Hut site, Bridia, Co. Kerry
Co. Kerry |
Settlement Sites
High on the northern face of Broaghnabinnia, a mountain on the Iveragh Peninsula in County Kerry, a rough stone hut sits on bare bedrock as though it simply grew there.
It is not a grand structure. The walls survive to only about seventy centimetres in height, with a thickness of half a metre, and the interior measures roughly eight metres across. What it lacks in scale it makes up for in persistence, having outlasted whatever purpose once brought someone up to this exposed, wind-scoured shelf.

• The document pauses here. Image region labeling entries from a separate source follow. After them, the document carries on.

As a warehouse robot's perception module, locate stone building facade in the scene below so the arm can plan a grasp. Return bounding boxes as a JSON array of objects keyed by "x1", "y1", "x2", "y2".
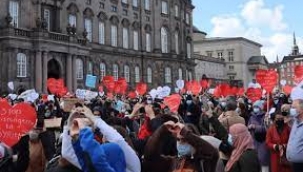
[
  {"x1": 0, "y1": 0, "x2": 195, "y2": 93},
  {"x1": 193, "y1": 30, "x2": 262, "y2": 87}
]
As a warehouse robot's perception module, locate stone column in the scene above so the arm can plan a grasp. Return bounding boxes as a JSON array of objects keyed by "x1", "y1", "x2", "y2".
[
  {"x1": 72, "y1": 55, "x2": 78, "y2": 92},
  {"x1": 66, "y1": 54, "x2": 73, "y2": 91},
  {"x1": 42, "y1": 51, "x2": 48, "y2": 93},
  {"x1": 35, "y1": 51, "x2": 42, "y2": 93}
]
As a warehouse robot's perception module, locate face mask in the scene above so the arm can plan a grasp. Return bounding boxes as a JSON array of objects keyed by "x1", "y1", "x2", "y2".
[
  {"x1": 289, "y1": 108, "x2": 299, "y2": 118},
  {"x1": 28, "y1": 131, "x2": 39, "y2": 140},
  {"x1": 186, "y1": 100, "x2": 193, "y2": 105},
  {"x1": 177, "y1": 142, "x2": 192, "y2": 156},
  {"x1": 274, "y1": 100, "x2": 279, "y2": 104},
  {"x1": 276, "y1": 119, "x2": 284, "y2": 128},
  {"x1": 221, "y1": 102, "x2": 226, "y2": 108},
  {"x1": 227, "y1": 134, "x2": 234, "y2": 146},
  {"x1": 254, "y1": 108, "x2": 260, "y2": 113}
]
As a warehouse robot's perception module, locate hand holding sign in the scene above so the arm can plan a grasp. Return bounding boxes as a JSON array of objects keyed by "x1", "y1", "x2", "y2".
[{"x1": 0, "y1": 103, "x2": 37, "y2": 147}]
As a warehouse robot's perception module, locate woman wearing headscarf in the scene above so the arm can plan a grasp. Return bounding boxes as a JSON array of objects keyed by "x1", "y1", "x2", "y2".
[
  {"x1": 266, "y1": 112, "x2": 291, "y2": 172},
  {"x1": 225, "y1": 124, "x2": 261, "y2": 172}
]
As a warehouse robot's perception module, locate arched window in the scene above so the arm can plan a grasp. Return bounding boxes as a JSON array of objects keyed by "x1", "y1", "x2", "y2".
[
  {"x1": 147, "y1": 67, "x2": 153, "y2": 84},
  {"x1": 124, "y1": 65, "x2": 130, "y2": 82},
  {"x1": 164, "y1": 67, "x2": 171, "y2": 83},
  {"x1": 100, "y1": 63, "x2": 106, "y2": 80},
  {"x1": 175, "y1": 31, "x2": 179, "y2": 54},
  {"x1": 135, "y1": 66, "x2": 140, "y2": 83},
  {"x1": 76, "y1": 59, "x2": 83, "y2": 79},
  {"x1": 122, "y1": 27, "x2": 129, "y2": 49},
  {"x1": 161, "y1": 27, "x2": 168, "y2": 53},
  {"x1": 113, "y1": 64, "x2": 119, "y2": 81},
  {"x1": 17, "y1": 53, "x2": 27, "y2": 77},
  {"x1": 178, "y1": 68, "x2": 183, "y2": 79}
]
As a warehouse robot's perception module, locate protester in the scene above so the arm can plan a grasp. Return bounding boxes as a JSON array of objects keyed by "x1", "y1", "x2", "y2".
[
  {"x1": 225, "y1": 124, "x2": 261, "y2": 172},
  {"x1": 266, "y1": 110, "x2": 291, "y2": 172},
  {"x1": 248, "y1": 101, "x2": 269, "y2": 172},
  {"x1": 286, "y1": 83, "x2": 303, "y2": 172}
]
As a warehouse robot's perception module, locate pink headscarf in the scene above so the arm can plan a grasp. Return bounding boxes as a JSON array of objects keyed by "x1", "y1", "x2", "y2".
[{"x1": 225, "y1": 124, "x2": 254, "y2": 172}]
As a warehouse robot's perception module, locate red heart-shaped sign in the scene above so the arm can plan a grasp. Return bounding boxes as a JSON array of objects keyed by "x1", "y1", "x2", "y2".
[
  {"x1": 246, "y1": 88, "x2": 262, "y2": 102},
  {"x1": 164, "y1": 94, "x2": 181, "y2": 113},
  {"x1": 0, "y1": 103, "x2": 37, "y2": 147},
  {"x1": 294, "y1": 65, "x2": 303, "y2": 83},
  {"x1": 191, "y1": 81, "x2": 202, "y2": 95},
  {"x1": 256, "y1": 69, "x2": 279, "y2": 93},
  {"x1": 136, "y1": 83, "x2": 147, "y2": 96}
]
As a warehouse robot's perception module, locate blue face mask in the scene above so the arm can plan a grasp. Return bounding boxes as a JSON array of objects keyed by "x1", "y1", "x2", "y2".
[
  {"x1": 227, "y1": 134, "x2": 234, "y2": 146},
  {"x1": 289, "y1": 108, "x2": 299, "y2": 118},
  {"x1": 177, "y1": 142, "x2": 192, "y2": 157}
]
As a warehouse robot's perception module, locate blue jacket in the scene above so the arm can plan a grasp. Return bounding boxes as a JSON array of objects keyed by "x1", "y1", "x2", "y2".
[{"x1": 73, "y1": 128, "x2": 126, "y2": 172}]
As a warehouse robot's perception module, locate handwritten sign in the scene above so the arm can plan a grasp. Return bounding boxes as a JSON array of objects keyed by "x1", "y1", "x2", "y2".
[
  {"x1": 0, "y1": 103, "x2": 37, "y2": 147},
  {"x1": 85, "y1": 75, "x2": 97, "y2": 88}
]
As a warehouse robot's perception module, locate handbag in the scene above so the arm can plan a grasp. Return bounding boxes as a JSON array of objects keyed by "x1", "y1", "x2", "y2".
[{"x1": 173, "y1": 158, "x2": 198, "y2": 172}]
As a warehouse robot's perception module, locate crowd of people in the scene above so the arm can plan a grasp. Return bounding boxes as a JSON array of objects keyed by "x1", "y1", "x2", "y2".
[{"x1": 0, "y1": 82, "x2": 303, "y2": 172}]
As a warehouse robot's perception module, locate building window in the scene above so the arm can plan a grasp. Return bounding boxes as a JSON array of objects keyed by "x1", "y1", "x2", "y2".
[
  {"x1": 17, "y1": 53, "x2": 27, "y2": 78},
  {"x1": 43, "y1": 9, "x2": 51, "y2": 31},
  {"x1": 206, "y1": 51, "x2": 213, "y2": 57},
  {"x1": 134, "y1": 13, "x2": 138, "y2": 19},
  {"x1": 175, "y1": 5, "x2": 179, "y2": 17},
  {"x1": 135, "y1": 66, "x2": 140, "y2": 83},
  {"x1": 111, "y1": 25, "x2": 118, "y2": 47},
  {"x1": 133, "y1": 0, "x2": 138, "y2": 7},
  {"x1": 87, "y1": 62, "x2": 93, "y2": 75},
  {"x1": 134, "y1": 30, "x2": 139, "y2": 50},
  {"x1": 113, "y1": 64, "x2": 119, "y2": 81},
  {"x1": 76, "y1": 59, "x2": 83, "y2": 79},
  {"x1": 178, "y1": 68, "x2": 183, "y2": 79},
  {"x1": 218, "y1": 52, "x2": 223, "y2": 59},
  {"x1": 122, "y1": 27, "x2": 128, "y2": 49},
  {"x1": 124, "y1": 65, "x2": 130, "y2": 82},
  {"x1": 228, "y1": 51, "x2": 234, "y2": 62},
  {"x1": 84, "y1": 19, "x2": 93, "y2": 42},
  {"x1": 175, "y1": 32, "x2": 179, "y2": 54},
  {"x1": 145, "y1": 33, "x2": 151, "y2": 52},
  {"x1": 161, "y1": 27, "x2": 168, "y2": 53},
  {"x1": 68, "y1": 14, "x2": 77, "y2": 27},
  {"x1": 9, "y1": 0, "x2": 19, "y2": 27},
  {"x1": 162, "y1": 1, "x2": 168, "y2": 14},
  {"x1": 111, "y1": 5, "x2": 117, "y2": 12},
  {"x1": 185, "y1": 13, "x2": 190, "y2": 24},
  {"x1": 99, "y1": 22, "x2": 105, "y2": 44},
  {"x1": 144, "y1": 0, "x2": 150, "y2": 10},
  {"x1": 147, "y1": 67, "x2": 153, "y2": 84},
  {"x1": 100, "y1": 63, "x2": 106, "y2": 81},
  {"x1": 123, "y1": 9, "x2": 128, "y2": 16},
  {"x1": 186, "y1": 42, "x2": 191, "y2": 59},
  {"x1": 164, "y1": 67, "x2": 171, "y2": 83}
]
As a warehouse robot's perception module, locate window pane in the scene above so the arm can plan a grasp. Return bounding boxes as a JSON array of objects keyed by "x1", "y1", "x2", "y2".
[
  {"x1": 113, "y1": 64, "x2": 119, "y2": 81},
  {"x1": 9, "y1": 1, "x2": 19, "y2": 27},
  {"x1": 123, "y1": 27, "x2": 128, "y2": 49},
  {"x1": 135, "y1": 66, "x2": 140, "y2": 83},
  {"x1": 84, "y1": 19, "x2": 93, "y2": 42},
  {"x1": 100, "y1": 63, "x2": 106, "y2": 80},
  {"x1": 111, "y1": 25, "x2": 118, "y2": 47},
  {"x1": 43, "y1": 9, "x2": 50, "y2": 31},
  {"x1": 134, "y1": 31, "x2": 139, "y2": 50},
  {"x1": 147, "y1": 67, "x2": 153, "y2": 84},
  {"x1": 68, "y1": 14, "x2": 77, "y2": 27},
  {"x1": 99, "y1": 22, "x2": 105, "y2": 44},
  {"x1": 146, "y1": 33, "x2": 151, "y2": 52}
]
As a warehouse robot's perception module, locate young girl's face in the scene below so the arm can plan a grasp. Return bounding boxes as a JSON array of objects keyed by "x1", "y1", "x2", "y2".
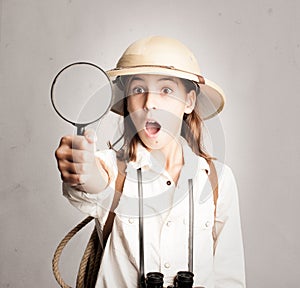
[{"x1": 127, "y1": 74, "x2": 196, "y2": 149}]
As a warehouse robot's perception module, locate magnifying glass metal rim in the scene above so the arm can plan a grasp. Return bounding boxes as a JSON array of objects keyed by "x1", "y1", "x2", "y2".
[{"x1": 50, "y1": 61, "x2": 113, "y2": 128}]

The structure is subcircular in plan, a shape common to early vernacular building in Ireland, where walls were laid without mortar and shaped to follow the lie of the ground rather than impose a geometry on it. Sitting directly on bedrock at such an altitude, it was almost certainly not a permanent dwelling. Structures like this on the high ground of Kerry are often associated with booleying, the seasonal practice of moving livestock to upland pastures in summer, with herdsmen or young people staying in temporary shelters close to the animals. The Iveragh Peninsula, surveyed in detail by archaeologists A. O'Sullivan and J. Sheehan and published by Cork University Press in 1996, contains a remarkable concentration of such features, traces of a way of using the landscape that continued in some areas well into the post-medieval period, though the origins of individual sites are rarely easy to date with precision.